Virality is defined as the probability of an entity being passed along (Hansen, Arvidsson, Nielsen, Colleoni, & Etter, 2011). The entity can be a message, content, video, knowledge, or disease. Alternatively, (Tucker, 2015) defines virality as “a process whereby an ad is successively shared by viewers.” These two definitions focus on virality as a process; instead, we focus on viral as a construct. Hence, we are in line with (Chandler & Munday, 2016) defining virality (social media virality, social shareability, social media shareability) as “the potential for spreadability of any given content; or particular qualities which are considered to have led to content ‘going viral’.”

For WOM to work, people must share brand-related content, and attention needs to be translated into sales. With these positive associations towards a brand, marketers can increase a customer’s positive brand attitude and later purchase behavior (Faircloth, Capella, & Alford, 2001).

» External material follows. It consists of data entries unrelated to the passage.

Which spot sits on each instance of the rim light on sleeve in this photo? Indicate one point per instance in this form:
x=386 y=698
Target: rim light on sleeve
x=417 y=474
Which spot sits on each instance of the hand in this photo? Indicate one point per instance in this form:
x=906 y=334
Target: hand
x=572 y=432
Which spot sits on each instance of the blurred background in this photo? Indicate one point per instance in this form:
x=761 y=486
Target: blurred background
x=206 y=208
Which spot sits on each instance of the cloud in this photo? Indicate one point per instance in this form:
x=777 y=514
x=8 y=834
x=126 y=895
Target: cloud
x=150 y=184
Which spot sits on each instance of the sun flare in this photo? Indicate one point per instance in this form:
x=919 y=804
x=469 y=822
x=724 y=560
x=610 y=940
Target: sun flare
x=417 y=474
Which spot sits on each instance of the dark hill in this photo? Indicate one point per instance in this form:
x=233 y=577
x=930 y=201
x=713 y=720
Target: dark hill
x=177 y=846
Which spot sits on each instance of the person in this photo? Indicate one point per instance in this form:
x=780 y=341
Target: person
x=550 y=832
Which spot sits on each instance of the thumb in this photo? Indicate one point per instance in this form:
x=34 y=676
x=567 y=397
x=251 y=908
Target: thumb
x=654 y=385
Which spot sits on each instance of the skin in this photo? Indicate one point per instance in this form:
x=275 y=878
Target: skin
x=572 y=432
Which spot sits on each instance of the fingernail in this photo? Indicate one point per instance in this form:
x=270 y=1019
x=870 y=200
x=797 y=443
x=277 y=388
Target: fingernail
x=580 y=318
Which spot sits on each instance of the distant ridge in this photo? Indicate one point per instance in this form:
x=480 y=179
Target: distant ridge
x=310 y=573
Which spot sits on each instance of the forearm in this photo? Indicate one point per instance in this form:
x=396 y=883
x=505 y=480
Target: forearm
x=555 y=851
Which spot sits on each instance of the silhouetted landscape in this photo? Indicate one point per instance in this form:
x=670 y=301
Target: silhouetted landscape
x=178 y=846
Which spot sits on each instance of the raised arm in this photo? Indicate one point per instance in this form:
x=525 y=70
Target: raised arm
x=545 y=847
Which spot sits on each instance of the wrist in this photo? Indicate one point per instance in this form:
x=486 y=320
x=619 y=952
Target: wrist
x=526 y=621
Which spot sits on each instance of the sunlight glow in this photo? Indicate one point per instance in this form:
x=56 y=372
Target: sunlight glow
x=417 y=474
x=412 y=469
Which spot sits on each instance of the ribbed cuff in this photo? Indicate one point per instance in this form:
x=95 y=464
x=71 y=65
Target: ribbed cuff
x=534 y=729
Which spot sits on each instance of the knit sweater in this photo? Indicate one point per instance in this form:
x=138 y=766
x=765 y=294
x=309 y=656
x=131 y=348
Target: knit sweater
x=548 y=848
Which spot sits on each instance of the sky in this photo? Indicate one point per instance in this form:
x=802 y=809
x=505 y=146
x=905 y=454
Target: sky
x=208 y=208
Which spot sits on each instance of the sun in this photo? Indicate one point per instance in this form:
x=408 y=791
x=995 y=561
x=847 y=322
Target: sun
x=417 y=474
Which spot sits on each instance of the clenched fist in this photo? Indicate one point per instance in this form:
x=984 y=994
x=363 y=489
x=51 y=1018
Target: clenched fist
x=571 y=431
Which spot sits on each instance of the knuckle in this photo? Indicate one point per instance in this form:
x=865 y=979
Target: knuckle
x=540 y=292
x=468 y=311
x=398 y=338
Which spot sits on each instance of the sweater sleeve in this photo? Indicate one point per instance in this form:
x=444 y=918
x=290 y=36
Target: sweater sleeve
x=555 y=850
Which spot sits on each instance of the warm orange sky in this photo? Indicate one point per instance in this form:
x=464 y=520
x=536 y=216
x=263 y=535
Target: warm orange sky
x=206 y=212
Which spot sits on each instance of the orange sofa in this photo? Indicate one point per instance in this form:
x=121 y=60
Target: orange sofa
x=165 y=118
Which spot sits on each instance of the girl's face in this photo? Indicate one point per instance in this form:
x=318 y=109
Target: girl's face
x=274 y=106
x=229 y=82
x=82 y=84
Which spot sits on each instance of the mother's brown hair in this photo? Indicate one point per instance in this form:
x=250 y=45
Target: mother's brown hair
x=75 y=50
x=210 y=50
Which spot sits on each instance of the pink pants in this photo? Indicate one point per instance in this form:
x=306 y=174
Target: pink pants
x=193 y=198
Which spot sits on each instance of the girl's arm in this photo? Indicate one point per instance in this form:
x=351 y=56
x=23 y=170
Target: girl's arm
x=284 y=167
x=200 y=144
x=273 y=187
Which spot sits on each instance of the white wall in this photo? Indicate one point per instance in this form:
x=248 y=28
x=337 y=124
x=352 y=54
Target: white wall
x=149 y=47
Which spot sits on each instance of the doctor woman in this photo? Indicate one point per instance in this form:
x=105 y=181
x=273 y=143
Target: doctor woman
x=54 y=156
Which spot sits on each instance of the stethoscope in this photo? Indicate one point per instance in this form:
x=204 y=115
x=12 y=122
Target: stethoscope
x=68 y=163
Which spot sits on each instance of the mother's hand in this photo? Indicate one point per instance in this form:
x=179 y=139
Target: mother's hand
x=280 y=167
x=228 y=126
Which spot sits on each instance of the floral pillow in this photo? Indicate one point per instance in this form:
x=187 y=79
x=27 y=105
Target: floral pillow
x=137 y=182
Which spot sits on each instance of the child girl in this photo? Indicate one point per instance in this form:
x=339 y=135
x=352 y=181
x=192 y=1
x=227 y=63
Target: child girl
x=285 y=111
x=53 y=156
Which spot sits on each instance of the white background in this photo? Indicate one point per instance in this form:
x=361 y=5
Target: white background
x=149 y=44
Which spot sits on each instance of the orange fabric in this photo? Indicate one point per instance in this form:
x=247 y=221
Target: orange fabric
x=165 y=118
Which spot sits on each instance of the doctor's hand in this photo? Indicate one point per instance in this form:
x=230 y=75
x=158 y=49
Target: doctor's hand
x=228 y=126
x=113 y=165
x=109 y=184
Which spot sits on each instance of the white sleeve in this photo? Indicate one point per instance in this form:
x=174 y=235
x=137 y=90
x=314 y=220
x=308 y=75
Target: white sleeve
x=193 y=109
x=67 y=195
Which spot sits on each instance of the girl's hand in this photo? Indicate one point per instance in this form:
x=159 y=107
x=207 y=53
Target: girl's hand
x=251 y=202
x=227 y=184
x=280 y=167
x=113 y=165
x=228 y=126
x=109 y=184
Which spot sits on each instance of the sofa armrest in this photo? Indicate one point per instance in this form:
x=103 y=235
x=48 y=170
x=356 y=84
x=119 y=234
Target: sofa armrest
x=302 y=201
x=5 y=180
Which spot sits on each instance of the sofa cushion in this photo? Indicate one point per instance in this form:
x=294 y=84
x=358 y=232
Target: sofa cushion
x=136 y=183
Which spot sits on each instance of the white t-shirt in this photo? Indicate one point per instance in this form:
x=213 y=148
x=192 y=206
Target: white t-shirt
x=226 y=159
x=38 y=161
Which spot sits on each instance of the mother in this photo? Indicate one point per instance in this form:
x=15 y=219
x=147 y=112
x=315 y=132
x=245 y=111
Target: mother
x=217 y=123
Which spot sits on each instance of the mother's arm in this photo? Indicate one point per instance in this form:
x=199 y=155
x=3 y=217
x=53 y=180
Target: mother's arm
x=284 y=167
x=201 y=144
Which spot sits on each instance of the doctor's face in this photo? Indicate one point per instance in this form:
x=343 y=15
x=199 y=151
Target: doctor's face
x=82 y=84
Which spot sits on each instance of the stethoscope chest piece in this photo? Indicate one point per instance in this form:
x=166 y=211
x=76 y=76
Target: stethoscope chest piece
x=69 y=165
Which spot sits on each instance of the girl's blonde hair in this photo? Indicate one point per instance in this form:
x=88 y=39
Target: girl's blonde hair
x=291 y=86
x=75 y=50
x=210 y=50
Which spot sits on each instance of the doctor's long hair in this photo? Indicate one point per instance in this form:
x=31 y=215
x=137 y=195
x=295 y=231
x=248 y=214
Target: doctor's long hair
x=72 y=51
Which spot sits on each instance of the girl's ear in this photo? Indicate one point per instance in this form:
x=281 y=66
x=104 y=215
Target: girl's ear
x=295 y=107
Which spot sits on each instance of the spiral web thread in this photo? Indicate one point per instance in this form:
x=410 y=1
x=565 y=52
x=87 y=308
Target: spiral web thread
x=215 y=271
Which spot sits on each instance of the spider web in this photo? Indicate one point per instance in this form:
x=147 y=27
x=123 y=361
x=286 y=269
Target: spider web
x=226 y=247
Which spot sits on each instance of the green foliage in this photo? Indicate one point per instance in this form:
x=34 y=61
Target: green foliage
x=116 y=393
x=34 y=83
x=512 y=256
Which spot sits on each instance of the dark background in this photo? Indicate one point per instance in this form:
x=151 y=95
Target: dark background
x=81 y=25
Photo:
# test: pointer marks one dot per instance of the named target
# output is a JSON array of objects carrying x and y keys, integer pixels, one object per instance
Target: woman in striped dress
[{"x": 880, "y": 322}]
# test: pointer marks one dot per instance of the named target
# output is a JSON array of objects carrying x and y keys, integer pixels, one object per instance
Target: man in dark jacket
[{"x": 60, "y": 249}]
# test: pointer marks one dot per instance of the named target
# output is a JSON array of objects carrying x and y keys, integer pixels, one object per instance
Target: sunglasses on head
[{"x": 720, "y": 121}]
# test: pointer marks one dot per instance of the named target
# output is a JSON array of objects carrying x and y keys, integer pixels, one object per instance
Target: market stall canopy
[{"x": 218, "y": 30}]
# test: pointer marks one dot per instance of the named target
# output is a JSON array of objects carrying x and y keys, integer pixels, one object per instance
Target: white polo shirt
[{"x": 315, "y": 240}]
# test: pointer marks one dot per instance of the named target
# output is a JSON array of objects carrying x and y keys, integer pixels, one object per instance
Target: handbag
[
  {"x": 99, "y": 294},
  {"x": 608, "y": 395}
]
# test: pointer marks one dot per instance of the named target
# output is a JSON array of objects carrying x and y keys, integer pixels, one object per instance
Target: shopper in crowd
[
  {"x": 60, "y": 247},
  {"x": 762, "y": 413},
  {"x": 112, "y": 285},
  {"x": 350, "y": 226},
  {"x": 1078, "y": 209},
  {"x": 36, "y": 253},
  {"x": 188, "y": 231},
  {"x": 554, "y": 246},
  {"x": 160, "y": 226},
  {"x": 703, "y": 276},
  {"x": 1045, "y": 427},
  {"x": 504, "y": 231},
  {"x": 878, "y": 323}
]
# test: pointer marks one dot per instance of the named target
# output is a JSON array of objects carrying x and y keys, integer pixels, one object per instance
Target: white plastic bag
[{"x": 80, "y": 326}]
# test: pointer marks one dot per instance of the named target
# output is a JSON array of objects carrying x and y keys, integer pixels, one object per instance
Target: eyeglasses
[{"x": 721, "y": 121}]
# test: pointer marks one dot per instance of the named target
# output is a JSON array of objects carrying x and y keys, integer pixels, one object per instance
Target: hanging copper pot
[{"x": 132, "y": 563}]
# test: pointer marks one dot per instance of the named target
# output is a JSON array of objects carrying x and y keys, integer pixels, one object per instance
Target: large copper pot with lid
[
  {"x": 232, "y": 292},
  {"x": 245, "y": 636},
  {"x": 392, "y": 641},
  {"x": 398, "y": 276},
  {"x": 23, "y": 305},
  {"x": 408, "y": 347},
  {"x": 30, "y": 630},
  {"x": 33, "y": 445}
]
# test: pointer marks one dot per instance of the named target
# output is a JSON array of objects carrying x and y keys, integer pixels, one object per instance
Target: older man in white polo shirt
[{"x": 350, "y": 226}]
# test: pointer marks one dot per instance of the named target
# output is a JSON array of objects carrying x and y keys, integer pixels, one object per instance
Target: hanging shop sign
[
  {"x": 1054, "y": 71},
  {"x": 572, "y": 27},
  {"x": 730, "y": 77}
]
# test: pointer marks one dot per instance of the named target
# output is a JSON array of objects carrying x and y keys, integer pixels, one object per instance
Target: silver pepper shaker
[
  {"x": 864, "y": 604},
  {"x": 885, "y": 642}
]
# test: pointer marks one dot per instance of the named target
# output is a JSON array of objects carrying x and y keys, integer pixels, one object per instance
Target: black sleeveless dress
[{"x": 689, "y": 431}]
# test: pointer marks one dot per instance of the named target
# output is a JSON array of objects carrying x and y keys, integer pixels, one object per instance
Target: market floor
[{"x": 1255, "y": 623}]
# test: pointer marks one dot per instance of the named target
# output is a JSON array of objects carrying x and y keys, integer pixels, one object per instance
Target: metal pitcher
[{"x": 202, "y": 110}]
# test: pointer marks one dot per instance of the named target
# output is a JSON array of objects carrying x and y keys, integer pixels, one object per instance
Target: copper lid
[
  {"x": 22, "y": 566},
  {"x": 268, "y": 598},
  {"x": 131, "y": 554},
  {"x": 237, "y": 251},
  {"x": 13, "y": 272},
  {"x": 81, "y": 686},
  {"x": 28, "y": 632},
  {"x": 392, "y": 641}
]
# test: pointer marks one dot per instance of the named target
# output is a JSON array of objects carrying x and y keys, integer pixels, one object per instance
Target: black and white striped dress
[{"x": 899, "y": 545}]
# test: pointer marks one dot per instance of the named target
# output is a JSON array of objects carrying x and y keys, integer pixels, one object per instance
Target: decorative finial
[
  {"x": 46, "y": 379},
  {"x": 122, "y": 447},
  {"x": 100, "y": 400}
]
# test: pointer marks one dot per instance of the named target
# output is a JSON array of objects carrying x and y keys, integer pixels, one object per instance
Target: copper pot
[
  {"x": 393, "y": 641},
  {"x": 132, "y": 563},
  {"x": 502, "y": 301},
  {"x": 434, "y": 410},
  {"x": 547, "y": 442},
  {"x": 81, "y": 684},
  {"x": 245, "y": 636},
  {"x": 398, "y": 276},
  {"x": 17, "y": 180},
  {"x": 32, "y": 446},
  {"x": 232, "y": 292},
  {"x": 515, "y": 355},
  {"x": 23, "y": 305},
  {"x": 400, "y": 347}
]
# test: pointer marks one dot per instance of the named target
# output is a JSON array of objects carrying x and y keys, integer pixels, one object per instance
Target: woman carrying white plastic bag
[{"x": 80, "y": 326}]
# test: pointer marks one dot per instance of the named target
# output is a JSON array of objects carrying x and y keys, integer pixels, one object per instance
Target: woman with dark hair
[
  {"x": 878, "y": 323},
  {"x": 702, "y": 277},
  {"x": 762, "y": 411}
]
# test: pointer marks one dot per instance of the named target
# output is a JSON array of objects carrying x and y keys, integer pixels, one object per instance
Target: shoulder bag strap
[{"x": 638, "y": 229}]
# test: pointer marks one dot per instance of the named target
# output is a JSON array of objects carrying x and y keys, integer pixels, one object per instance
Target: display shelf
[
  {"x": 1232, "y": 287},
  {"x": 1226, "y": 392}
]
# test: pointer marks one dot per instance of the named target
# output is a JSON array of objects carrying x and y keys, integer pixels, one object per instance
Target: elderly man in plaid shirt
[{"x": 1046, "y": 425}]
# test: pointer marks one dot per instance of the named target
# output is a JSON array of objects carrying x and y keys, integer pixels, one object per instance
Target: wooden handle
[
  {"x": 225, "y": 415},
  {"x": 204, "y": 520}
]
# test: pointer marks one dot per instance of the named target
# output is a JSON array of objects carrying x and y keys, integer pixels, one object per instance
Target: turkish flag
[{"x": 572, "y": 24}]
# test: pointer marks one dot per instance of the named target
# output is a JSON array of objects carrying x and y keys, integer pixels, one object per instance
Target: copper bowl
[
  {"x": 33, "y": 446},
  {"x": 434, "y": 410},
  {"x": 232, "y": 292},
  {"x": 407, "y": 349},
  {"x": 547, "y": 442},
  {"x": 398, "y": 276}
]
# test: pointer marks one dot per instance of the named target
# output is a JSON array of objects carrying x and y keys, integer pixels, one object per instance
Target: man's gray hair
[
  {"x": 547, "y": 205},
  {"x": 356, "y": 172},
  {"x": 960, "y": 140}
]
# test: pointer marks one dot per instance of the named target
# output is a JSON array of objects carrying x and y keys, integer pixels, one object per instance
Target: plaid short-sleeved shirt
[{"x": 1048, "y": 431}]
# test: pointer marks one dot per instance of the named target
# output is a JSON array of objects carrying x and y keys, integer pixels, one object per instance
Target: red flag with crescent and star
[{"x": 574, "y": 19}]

81 percent of a telecom firm indicated that they are likely to refer other to the company; however, only 33 percent actually did. And of those who are referred, only 8 percent became profitable customer. (V. Kumar, Petersen, and P.Leone 2007)

Even though suffering from the same fate as brand equity, WOM has made it come back under a different alias - virality. The attention that virality has garnered in recent years can be attributed to several reasons:

  1. the dawn of the Internet helps propel marketing into a new paradigm - digital marketing - where earned media is the new king
  2. the introduction of social network platforms such as Facebook, Twitter that facilitate the transmission of information and messages seamlessly and provide an unlimited source of data
  3. The advancement in network theory both theoretically, and empirically.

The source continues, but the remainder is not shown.